NERP Data and Information Management Guidelines v.1

Contents

Introduction 2

Definitions 3

Guidelines 4

Guidelines applicable to all research output types 4

Websites 4

Digital Repositories 4

Licensing 5

Metadata 5

Data management plans 6

Digital object identifiers 7

Product type specific expectations 8

Publications 8

Data 10

Spatial data 11

Grey Literature 11

Images, photographs and videos 12

Attachment A: Guiding principles for an open access approach to the outputs of publicly-funded research 13

Attachment B: Recent international and national open access developments 15

Attachment C Stages of the publication process 19

Attachment D: Internet tools to check journal licensing arrangements 20

Attachment E: Suggestions for best practice publication and management of grey literature 22

Introduction

This document provides guidance on the expectations of the Department of the Environment about making outputs from the National Environmental Research Program (NERP) ‘publicly and freely accessible and available to government, end-users and the general public, preferably by electronic means’ (as required by the NERP Programme Guidelines).

This document follows on from and replaces the Interim Guidance on Data and Information for the National Environmental Research Program (September 30, 2011) (Interim Guidelines) and provides the completed guidelines for data and information management in the NERP. This document is to be read in conjunction with the National Environmental Research Program Guidelines (NERP Guidelines) and any relevant NERP funding agreements.

Government agencies and research communities have identified the need to promote open access to public sector and publicly funded information. The Australian Government's position is that information funded by the Government is a national resource that should be managed for public purposes. Open access to Government funded information is the default position of the Department with exception only for privacy, security or confidentiality reasons.

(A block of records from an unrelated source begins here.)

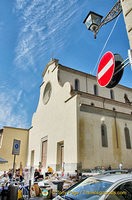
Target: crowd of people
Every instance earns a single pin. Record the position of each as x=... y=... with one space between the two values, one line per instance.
x=9 y=175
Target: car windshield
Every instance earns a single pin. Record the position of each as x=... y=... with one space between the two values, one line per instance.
x=91 y=189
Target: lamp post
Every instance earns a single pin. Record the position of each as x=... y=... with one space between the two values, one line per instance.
x=93 y=20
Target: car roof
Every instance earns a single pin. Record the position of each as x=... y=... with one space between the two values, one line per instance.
x=113 y=177
x=115 y=171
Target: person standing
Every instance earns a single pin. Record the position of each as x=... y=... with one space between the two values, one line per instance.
x=36 y=175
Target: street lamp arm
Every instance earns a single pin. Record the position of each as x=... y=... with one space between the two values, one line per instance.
x=115 y=11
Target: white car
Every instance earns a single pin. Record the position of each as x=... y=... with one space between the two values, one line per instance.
x=102 y=187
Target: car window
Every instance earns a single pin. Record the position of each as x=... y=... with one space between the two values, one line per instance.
x=122 y=192
x=90 y=188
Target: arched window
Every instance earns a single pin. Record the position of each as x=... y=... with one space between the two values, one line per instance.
x=77 y=84
x=112 y=94
x=95 y=90
x=104 y=135
x=127 y=138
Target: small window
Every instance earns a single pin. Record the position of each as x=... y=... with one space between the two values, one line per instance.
x=127 y=138
x=112 y=94
x=77 y=85
x=95 y=90
x=104 y=135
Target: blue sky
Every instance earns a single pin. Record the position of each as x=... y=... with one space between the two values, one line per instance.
x=33 y=31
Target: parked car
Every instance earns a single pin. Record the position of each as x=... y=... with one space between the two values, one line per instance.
x=102 y=187
x=122 y=171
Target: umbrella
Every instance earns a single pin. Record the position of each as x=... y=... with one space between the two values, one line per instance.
x=3 y=160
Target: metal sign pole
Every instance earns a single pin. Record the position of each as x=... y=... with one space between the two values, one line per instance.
x=14 y=164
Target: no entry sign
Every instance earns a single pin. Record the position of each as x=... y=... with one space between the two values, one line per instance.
x=106 y=75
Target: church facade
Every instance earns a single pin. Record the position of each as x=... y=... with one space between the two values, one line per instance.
x=79 y=125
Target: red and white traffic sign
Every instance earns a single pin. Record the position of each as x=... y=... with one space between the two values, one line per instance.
x=106 y=69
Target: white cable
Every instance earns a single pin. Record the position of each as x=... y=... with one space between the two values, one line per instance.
x=106 y=43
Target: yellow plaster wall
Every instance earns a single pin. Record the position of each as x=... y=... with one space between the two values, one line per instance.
x=8 y=136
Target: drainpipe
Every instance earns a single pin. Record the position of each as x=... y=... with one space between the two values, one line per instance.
x=115 y=116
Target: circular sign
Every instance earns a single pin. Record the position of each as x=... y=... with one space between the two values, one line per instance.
x=106 y=69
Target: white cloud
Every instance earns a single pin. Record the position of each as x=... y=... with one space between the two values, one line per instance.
x=44 y=25
x=9 y=116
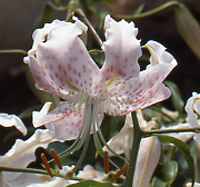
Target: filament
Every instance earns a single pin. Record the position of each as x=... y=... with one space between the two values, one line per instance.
x=56 y=158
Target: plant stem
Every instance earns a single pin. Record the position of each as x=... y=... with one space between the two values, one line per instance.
x=138 y=133
x=163 y=131
x=24 y=170
x=150 y=12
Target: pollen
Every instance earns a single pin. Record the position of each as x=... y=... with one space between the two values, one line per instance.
x=56 y=158
x=119 y=173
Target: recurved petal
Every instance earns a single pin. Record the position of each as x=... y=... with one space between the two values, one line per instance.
x=40 y=35
x=44 y=117
x=68 y=63
x=144 y=97
x=122 y=50
x=159 y=55
x=7 y=120
x=65 y=120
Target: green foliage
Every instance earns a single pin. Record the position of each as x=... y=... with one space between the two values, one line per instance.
x=170 y=170
x=156 y=182
x=183 y=148
x=189 y=28
x=111 y=126
x=176 y=98
x=45 y=16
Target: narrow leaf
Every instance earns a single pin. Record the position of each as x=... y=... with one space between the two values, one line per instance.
x=156 y=182
x=183 y=148
x=176 y=96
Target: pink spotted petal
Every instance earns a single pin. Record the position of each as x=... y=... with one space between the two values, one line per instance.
x=40 y=73
x=44 y=117
x=119 y=108
x=65 y=121
x=65 y=65
x=142 y=91
x=122 y=50
x=69 y=127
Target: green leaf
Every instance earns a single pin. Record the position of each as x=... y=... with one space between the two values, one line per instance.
x=92 y=183
x=183 y=148
x=189 y=28
x=176 y=96
x=111 y=126
x=156 y=182
x=170 y=170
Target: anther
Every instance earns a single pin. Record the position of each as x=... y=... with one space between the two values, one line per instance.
x=119 y=173
x=106 y=161
x=46 y=164
x=56 y=158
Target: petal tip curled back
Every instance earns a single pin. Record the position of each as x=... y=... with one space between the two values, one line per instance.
x=12 y=120
x=38 y=116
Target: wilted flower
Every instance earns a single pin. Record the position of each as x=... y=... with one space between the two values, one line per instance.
x=61 y=65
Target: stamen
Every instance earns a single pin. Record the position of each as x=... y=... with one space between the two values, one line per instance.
x=56 y=158
x=120 y=172
x=106 y=161
x=46 y=164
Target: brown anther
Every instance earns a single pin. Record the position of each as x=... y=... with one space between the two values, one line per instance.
x=119 y=173
x=106 y=161
x=56 y=158
x=46 y=164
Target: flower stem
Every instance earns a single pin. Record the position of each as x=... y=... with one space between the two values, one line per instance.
x=24 y=170
x=138 y=133
x=150 y=12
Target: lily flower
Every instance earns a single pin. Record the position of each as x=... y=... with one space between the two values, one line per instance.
x=21 y=155
x=7 y=120
x=61 y=65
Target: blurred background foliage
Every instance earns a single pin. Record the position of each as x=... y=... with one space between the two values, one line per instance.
x=18 y=19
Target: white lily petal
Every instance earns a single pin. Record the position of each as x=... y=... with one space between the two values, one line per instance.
x=38 y=116
x=148 y=158
x=7 y=120
x=182 y=136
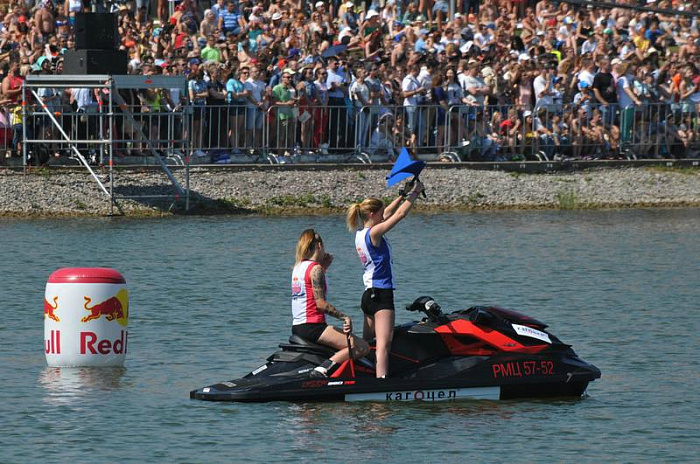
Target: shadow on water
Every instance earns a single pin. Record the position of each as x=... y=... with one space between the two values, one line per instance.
x=67 y=385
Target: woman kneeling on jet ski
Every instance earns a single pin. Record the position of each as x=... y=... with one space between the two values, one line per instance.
x=370 y=220
x=309 y=304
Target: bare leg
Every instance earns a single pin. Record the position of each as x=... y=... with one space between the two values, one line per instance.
x=336 y=339
x=384 y=327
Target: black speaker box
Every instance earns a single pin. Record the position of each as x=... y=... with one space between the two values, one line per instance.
x=95 y=62
x=96 y=31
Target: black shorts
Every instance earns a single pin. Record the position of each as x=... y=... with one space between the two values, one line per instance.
x=309 y=332
x=375 y=299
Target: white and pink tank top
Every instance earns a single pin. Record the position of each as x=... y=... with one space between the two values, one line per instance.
x=304 y=310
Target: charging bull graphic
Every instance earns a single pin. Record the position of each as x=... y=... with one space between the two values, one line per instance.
x=116 y=307
x=50 y=309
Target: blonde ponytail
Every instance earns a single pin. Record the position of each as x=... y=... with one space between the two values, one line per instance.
x=358 y=213
x=353 y=219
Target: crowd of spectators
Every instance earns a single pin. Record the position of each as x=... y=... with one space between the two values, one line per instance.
x=498 y=80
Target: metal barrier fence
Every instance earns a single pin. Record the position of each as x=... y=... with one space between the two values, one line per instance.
x=466 y=133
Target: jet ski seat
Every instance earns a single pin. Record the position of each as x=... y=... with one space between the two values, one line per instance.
x=295 y=340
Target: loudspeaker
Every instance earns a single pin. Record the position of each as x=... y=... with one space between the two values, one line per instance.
x=96 y=31
x=95 y=62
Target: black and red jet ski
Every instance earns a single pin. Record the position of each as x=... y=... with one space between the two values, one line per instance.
x=478 y=353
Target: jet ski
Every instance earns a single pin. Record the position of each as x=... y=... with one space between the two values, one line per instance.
x=484 y=352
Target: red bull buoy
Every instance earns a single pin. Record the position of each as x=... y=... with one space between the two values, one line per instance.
x=86 y=318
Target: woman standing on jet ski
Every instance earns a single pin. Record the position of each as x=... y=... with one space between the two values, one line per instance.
x=309 y=304
x=371 y=220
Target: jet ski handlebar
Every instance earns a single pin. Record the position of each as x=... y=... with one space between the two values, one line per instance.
x=427 y=306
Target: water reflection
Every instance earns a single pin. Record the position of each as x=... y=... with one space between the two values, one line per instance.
x=66 y=385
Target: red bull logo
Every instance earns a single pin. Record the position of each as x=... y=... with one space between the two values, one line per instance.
x=50 y=309
x=296 y=286
x=114 y=308
x=363 y=257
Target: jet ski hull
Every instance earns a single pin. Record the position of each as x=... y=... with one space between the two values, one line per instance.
x=490 y=379
x=477 y=353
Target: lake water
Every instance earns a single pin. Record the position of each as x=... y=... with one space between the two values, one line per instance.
x=209 y=301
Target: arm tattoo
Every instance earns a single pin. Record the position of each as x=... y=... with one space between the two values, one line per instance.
x=318 y=280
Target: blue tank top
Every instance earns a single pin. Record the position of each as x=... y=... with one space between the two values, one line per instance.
x=379 y=272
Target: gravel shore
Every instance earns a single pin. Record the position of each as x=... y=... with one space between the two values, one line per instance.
x=51 y=193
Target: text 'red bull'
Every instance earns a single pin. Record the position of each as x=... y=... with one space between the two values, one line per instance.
x=88 y=340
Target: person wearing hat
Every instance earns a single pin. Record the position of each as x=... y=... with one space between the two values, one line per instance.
x=210 y=52
x=484 y=39
x=45 y=21
x=627 y=100
x=12 y=95
x=230 y=20
x=604 y=90
x=337 y=91
x=349 y=18
x=284 y=98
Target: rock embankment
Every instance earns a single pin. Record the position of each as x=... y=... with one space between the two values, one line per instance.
x=48 y=193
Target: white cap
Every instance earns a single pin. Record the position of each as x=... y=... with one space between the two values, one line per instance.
x=466 y=46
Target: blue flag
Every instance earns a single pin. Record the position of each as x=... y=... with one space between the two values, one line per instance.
x=404 y=167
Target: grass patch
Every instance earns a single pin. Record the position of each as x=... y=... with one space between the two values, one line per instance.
x=567 y=199
x=688 y=170
x=293 y=200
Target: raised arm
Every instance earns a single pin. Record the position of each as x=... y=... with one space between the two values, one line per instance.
x=377 y=231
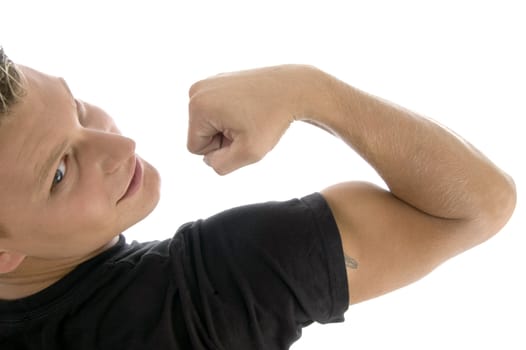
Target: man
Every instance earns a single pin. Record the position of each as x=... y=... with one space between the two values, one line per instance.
x=247 y=278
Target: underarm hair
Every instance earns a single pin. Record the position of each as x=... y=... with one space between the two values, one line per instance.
x=350 y=262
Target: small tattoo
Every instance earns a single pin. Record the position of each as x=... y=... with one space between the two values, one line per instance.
x=350 y=262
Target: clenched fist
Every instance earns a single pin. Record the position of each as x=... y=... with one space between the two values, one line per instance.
x=236 y=118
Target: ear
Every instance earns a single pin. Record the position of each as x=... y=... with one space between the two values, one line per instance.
x=9 y=261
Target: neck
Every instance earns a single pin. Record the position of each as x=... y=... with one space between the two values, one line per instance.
x=36 y=274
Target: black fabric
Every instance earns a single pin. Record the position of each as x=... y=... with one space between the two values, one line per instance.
x=247 y=278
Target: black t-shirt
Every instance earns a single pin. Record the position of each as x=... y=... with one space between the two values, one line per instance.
x=247 y=278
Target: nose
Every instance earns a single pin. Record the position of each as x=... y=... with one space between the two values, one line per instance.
x=108 y=150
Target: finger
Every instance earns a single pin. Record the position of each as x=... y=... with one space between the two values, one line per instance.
x=232 y=156
x=202 y=145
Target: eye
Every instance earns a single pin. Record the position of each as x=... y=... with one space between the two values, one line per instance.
x=60 y=173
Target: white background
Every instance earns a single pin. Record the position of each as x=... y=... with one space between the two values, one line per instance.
x=461 y=63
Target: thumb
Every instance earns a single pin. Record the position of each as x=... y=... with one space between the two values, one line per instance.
x=232 y=155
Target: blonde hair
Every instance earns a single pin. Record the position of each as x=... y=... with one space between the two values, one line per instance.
x=11 y=87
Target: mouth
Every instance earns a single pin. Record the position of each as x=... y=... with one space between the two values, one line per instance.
x=135 y=180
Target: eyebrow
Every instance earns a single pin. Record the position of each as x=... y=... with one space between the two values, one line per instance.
x=55 y=154
x=46 y=167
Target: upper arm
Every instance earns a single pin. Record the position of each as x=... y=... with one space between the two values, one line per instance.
x=393 y=243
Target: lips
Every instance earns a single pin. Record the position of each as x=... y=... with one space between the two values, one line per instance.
x=135 y=180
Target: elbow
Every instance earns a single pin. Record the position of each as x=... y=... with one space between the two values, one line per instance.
x=498 y=207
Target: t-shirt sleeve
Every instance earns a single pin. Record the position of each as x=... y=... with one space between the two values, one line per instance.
x=253 y=276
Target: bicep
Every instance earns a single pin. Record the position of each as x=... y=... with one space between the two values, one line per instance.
x=392 y=242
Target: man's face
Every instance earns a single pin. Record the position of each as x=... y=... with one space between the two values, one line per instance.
x=69 y=182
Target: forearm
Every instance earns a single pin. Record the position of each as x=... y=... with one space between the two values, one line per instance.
x=422 y=163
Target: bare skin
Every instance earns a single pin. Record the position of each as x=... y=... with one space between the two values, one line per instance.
x=61 y=214
x=444 y=196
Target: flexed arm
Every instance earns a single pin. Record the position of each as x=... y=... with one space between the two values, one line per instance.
x=444 y=196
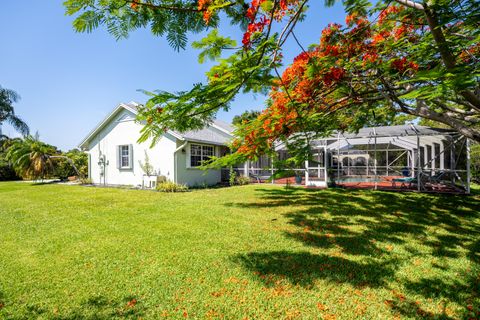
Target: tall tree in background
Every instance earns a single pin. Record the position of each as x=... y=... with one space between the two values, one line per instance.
x=7 y=114
x=415 y=58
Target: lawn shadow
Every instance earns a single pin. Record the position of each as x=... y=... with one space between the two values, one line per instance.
x=303 y=268
x=364 y=236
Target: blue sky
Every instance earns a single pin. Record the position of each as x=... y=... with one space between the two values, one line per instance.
x=69 y=81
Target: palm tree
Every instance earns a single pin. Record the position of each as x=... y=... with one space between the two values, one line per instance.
x=7 y=114
x=32 y=158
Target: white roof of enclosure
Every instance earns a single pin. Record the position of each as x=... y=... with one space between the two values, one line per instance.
x=403 y=136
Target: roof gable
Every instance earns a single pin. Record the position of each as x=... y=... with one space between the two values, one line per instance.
x=218 y=132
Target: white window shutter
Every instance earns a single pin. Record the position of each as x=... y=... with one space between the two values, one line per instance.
x=130 y=156
x=119 y=157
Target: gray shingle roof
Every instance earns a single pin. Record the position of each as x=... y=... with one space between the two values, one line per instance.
x=208 y=134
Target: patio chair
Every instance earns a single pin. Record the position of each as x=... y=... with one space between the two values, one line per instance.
x=403 y=182
x=405 y=179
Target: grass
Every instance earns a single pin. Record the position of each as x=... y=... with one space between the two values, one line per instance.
x=256 y=252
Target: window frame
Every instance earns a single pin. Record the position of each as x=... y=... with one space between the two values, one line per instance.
x=202 y=155
x=121 y=156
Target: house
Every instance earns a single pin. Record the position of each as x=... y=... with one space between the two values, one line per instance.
x=115 y=156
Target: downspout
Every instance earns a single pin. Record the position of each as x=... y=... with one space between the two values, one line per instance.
x=175 y=178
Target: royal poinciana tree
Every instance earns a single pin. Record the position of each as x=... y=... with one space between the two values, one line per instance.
x=398 y=57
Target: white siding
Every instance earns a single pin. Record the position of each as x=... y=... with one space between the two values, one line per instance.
x=126 y=132
x=193 y=176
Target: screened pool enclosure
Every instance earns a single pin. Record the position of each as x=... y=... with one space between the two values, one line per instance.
x=407 y=157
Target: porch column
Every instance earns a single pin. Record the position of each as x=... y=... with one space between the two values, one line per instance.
x=325 y=164
x=245 y=168
x=442 y=156
x=467 y=142
x=425 y=157
x=433 y=159
x=419 y=164
x=412 y=161
x=375 y=160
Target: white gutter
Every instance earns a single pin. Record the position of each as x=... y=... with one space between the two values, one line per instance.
x=175 y=178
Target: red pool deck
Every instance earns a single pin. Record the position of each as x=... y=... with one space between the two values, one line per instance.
x=385 y=184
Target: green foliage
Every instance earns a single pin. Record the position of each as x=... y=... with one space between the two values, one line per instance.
x=169 y=186
x=64 y=168
x=172 y=19
x=232 y=177
x=213 y=45
x=446 y=79
x=31 y=158
x=86 y=181
x=7 y=172
x=475 y=162
x=146 y=166
x=245 y=117
x=242 y=180
x=7 y=114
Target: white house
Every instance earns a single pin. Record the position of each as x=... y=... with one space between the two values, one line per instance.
x=115 y=155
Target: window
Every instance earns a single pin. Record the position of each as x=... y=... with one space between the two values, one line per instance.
x=200 y=153
x=125 y=157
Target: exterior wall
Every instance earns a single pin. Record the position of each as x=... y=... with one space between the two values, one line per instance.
x=193 y=176
x=122 y=130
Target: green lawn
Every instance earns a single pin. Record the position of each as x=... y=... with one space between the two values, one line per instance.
x=256 y=252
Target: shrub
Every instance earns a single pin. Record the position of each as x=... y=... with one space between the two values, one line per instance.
x=86 y=181
x=242 y=180
x=169 y=186
x=232 y=179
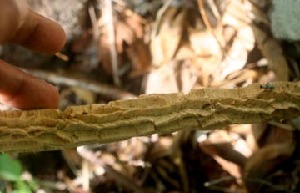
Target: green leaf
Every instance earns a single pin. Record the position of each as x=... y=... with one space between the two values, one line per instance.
x=10 y=169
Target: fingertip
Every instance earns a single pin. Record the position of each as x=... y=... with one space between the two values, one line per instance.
x=40 y=34
x=24 y=91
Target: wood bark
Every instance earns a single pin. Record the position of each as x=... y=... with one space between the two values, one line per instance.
x=204 y=109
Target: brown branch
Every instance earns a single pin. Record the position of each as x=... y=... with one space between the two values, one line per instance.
x=37 y=130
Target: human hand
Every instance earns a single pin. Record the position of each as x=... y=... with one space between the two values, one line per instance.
x=20 y=25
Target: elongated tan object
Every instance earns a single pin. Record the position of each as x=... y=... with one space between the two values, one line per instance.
x=204 y=109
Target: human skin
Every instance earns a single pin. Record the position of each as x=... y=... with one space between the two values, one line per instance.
x=20 y=25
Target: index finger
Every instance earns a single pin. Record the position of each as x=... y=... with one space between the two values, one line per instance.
x=40 y=34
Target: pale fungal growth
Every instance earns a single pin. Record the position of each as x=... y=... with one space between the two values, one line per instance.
x=204 y=109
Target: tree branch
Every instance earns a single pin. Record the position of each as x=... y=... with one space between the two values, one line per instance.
x=204 y=109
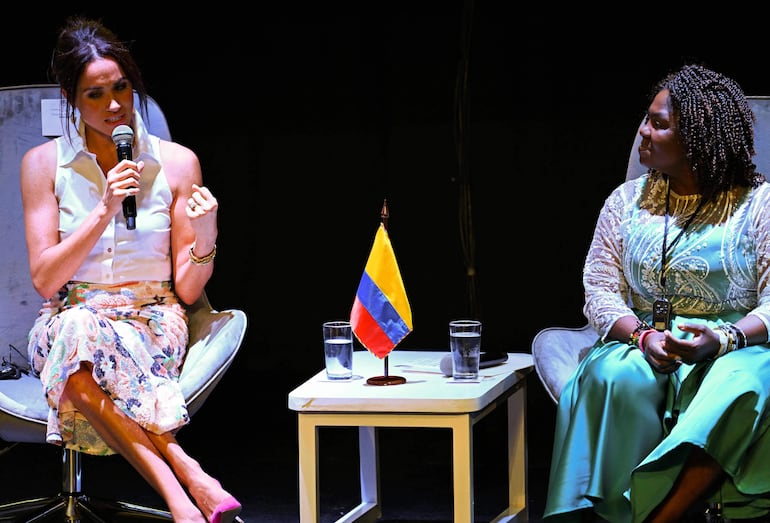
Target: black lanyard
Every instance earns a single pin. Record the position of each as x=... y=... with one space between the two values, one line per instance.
x=668 y=248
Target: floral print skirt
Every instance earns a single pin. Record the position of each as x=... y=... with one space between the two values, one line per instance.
x=134 y=336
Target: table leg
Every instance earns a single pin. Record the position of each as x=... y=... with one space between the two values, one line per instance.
x=517 y=454
x=462 y=467
x=369 y=462
x=309 y=510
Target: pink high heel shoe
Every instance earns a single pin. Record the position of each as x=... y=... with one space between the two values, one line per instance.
x=227 y=511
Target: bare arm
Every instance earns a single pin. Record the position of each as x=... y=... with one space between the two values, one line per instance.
x=188 y=225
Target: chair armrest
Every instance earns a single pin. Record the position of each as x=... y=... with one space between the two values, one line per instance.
x=556 y=352
x=215 y=338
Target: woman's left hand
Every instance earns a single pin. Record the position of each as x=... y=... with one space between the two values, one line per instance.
x=202 y=211
x=703 y=345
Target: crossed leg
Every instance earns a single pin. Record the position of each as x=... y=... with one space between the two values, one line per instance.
x=159 y=459
x=699 y=476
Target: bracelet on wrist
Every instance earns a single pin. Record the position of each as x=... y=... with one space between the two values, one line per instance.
x=642 y=337
x=205 y=260
x=641 y=326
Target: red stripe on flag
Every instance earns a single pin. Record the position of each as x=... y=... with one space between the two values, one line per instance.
x=368 y=331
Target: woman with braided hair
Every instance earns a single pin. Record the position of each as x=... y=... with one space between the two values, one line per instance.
x=669 y=409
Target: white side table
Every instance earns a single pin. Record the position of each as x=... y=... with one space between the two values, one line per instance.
x=427 y=399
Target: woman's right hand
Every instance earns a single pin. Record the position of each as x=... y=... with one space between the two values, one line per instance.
x=656 y=355
x=122 y=181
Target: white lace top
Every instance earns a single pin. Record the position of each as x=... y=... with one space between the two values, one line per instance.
x=720 y=265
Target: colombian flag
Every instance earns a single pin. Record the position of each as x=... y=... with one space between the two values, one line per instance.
x=381 y=315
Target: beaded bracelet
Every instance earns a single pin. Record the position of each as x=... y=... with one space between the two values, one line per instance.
x=205 y=260
x=642 y=336
x=633 y=339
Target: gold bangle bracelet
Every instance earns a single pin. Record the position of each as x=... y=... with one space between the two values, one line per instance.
x=205 y=260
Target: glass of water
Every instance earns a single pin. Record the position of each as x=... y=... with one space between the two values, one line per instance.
x=338 y=349
x=465 y=345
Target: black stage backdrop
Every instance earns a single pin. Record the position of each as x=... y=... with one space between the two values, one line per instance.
x=307 y=115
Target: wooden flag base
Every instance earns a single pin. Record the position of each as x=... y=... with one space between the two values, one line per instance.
x=386 y=380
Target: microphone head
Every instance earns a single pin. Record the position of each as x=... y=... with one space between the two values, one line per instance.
x=123 y=134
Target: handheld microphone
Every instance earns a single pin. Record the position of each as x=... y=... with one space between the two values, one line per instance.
x=123 y=136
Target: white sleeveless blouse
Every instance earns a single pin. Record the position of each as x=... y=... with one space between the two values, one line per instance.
x=120 y=255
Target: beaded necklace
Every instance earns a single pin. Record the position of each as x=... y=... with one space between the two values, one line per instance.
x=668 y=248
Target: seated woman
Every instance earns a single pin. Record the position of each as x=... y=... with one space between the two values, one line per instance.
x=670 y=407
x=112 y=334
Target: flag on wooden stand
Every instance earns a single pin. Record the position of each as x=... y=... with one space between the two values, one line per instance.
x=381 y=316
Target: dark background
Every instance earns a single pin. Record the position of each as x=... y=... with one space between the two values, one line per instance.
x=306 y=116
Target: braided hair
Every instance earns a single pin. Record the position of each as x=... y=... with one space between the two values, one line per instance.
x=716 y=127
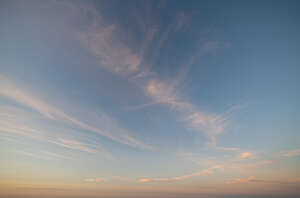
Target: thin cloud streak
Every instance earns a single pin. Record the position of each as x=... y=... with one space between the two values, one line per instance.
x=102 y=41
x=208 y=171
x=11 y=91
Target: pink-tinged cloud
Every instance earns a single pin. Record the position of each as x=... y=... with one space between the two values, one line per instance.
x=94 y=180
x=112 y=130
x=291 y=153
x=246 y=155
x=240 y=180
x=208 y=171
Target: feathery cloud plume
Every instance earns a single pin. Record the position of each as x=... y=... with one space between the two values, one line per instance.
x=13 y=92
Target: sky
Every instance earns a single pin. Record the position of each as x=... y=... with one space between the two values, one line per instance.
x=163 y=99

These guidelines are consistent with national and international principles and practices. Attachment A provides a distilled set of principles based on current international best practice that underpin these guidelines. In the last five years there have been major developments in making government and research information free and publicly accessible. Attachment B outlines the key developments in Australia and overseas.

Closer to home, the Department of the Environment Information Strategy 2013-2017 states:

‘Open access to information is the default position of the department, with exception only if required for privacy, security or confidentiality reasons.’

The Australian Government Digital Continuity Principle 4 encapsulates effective open access - where digital information is discoverable, accessible and useable. ‘Digital information is discoverable when is can be easily found. It is accessible when it can be easily retrieved and read in context and it is usable when it can be easily evaluated or understood, edited, updated, shared and reused as appropriate by those who need it’ (Digital Continuity Principles, National Archives of Australia).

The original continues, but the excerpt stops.